The buyer’s journey has changed, and that means marketing also needs to change. Now, the buyer is in control of his or her relationship with brands. Brands can continue to market the old-fashioned way, with interruptive marketing that tells the audience how wonderful their products or services are. However, that tactic will work less and less, as audiences’ tolerance of being “talked at” is quickly diminishing.
That’s why brands are embracing content marketing—the creation and distribution of journalistic, audience-focused content. With this change, brands are suddenly charged with creating a significantly higher volume of content; to be successful, they need a new approach.
Enter the brand newsroom concept.
But what exactly is a brand newsroom?
It sure isn’t the marketing department you’ve known all these years. A brand newsroom is designed to meet the new content need; it’s the organization that creates content and drives a brand’s publishing efforts. Here are three characteristics of newsrooms that are different from traditional marketing departments:
- Newsrooms are fast moving. Decisions in a newsroom need to be made quickly. Getting approval from the general counsel’s office in two weeks won’t work. At least not if you want to be effective.

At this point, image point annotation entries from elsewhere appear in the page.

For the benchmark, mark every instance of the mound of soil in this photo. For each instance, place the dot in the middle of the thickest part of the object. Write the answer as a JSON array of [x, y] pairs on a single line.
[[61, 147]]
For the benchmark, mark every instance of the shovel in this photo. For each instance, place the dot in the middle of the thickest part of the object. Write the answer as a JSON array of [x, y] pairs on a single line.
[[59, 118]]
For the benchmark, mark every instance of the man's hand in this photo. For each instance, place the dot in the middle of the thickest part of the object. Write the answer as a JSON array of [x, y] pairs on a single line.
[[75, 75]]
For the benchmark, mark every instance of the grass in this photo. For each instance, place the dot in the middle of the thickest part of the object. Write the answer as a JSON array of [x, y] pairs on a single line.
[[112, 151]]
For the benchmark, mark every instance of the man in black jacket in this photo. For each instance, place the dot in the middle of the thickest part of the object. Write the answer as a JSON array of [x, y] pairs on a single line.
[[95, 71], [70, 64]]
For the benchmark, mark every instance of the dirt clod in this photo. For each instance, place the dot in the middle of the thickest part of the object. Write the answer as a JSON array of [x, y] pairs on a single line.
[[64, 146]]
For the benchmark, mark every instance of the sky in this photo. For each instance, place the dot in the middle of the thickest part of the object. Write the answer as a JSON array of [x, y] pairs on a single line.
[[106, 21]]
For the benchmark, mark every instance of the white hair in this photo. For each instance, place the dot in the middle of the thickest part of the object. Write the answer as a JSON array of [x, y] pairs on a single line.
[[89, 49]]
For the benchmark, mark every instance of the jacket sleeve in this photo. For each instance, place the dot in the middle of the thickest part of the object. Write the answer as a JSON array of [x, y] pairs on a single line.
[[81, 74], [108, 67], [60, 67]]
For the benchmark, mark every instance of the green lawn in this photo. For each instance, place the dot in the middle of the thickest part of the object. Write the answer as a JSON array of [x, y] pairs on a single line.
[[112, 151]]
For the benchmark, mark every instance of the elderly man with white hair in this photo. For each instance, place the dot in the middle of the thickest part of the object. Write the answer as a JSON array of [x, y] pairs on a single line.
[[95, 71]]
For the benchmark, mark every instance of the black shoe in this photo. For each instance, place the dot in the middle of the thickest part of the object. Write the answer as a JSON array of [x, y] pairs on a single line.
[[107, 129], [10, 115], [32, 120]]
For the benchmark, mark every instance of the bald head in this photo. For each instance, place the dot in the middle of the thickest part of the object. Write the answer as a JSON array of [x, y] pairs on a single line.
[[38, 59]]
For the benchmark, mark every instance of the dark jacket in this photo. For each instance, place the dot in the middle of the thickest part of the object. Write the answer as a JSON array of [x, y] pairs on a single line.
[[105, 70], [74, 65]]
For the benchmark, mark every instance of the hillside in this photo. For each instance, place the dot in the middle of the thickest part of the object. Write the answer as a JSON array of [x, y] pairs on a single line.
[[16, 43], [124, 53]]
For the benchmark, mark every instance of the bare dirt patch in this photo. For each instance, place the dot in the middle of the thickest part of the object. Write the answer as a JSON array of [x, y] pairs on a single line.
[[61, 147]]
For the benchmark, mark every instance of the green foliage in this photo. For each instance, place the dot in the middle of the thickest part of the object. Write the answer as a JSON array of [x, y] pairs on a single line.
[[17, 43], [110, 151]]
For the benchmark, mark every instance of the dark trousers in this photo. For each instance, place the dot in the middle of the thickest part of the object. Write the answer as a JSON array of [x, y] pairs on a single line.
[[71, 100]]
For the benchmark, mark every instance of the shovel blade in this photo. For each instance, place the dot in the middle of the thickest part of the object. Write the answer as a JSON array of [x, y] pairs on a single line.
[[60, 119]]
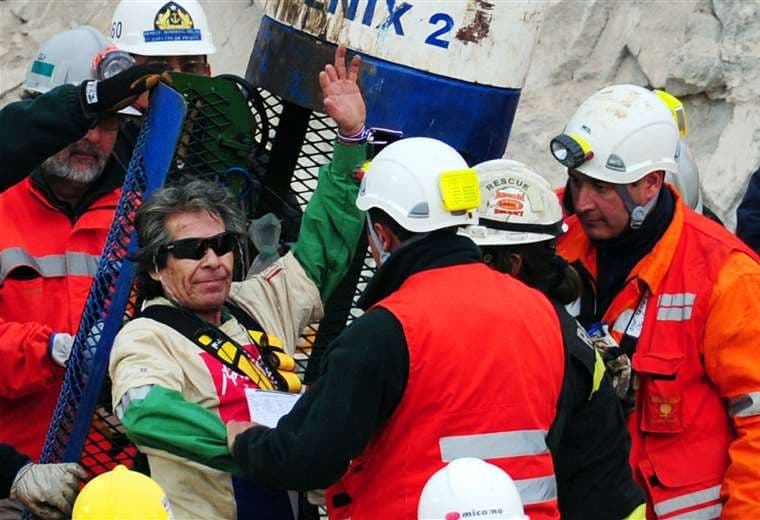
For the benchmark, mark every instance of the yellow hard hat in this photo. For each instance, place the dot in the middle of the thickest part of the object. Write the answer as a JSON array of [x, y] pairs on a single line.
[[121, 494]]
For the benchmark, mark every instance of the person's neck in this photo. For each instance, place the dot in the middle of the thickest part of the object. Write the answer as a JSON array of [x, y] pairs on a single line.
[[65, 190]]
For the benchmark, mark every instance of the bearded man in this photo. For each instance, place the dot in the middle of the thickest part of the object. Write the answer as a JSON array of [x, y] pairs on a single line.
[[60, 150]]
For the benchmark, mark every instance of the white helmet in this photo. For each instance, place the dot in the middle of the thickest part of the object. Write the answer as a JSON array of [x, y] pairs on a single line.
[[518, 206], [619, 135], [686, 180], [470, 487], [423, 184], [161, 28], [66, 58]]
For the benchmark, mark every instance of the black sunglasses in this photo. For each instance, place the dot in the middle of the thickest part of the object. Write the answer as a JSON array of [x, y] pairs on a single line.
[[195, 248]]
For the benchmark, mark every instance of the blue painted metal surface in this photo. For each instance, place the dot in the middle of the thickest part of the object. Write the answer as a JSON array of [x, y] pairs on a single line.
[[109, 296], [475, 119]]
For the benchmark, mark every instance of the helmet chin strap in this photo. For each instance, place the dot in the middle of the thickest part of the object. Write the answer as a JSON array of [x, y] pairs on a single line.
[[378, 243], [636, 212]]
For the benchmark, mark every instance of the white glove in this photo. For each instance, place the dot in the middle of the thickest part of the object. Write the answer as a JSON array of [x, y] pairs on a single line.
[[48, 490], [59, 347]]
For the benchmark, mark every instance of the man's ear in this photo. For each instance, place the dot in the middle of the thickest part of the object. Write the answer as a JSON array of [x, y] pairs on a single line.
[[653, 181], [388, 238]]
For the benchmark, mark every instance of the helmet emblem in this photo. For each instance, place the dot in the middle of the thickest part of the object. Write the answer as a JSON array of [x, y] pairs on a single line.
[[172, 23]]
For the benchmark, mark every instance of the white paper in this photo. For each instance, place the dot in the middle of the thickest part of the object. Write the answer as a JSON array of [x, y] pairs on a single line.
[[266, 407]]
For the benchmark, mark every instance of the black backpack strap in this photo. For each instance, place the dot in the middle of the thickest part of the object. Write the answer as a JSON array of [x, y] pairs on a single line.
[[245, 319], [174, 318], [215, 342]]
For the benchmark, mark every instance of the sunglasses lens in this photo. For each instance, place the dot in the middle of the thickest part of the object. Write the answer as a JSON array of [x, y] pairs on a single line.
[[189, 248], [195, 248]]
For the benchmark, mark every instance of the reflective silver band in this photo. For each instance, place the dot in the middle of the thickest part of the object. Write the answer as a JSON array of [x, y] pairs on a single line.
[[674, 313], [50, 266], [494, 445], [687, 500], [746, 405], [537, 490], [676, 300]]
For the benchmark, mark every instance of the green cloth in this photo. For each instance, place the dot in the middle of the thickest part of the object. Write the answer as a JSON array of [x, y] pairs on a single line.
[[330, 229], [332, 224], [164, 420]]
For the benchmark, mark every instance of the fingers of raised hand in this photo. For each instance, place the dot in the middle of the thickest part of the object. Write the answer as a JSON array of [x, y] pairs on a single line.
[[353, 71], [332, 74], [340, 61], [324, 81]]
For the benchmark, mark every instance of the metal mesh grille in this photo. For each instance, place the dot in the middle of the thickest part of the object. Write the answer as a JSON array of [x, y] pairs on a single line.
[[109, 300], [82, 422]]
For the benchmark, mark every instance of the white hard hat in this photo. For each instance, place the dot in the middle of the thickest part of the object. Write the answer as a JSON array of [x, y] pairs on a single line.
[[470, 487], [161, 28], [619, 135], [423, 184], [517, 206], [65, 59], [686, 180]]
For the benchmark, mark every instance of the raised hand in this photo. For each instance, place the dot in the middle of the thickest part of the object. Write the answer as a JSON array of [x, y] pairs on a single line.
[[342, 98]]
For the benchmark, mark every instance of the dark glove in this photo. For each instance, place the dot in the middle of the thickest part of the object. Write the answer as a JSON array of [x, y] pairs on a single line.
[[116, 92], [48, 490]]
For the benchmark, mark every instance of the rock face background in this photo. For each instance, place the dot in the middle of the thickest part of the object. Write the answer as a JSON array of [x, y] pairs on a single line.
[[707, 52]]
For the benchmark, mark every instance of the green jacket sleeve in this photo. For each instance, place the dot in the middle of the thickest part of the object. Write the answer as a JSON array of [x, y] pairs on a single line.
[[164, 420], [34, 129], [332, 224]]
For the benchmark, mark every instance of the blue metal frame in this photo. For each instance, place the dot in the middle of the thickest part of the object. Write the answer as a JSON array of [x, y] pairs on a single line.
[[109, 295]]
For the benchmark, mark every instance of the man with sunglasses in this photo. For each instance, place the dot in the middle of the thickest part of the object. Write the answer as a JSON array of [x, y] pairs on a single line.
[[180, 369], [61, 172]]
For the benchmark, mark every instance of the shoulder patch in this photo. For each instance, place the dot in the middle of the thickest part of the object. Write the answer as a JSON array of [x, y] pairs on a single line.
[[271, 272]]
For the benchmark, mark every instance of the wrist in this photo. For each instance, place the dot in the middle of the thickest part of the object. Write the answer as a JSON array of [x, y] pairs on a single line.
[[357, 136], [21, 472]]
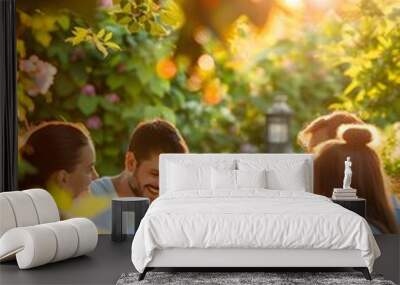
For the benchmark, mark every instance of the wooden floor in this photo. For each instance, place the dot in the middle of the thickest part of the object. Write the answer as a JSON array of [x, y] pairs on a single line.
[[110, 260]]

Tension between the pace of business and the pace of content creation is just about inevitable. However, this does not mean you need to live on the razor’s edge all the time. Breaking news is only part of the job of a newsroom.Most marketers think that brand newsrooms are all about breaking news and capturing the moment. Blame this on the savvy marketing team for Oreo, which “won” the U.S. National Football League Super Bowl in 2013 with their “You can still dunk in the dark” tweet after a power failure in the arena.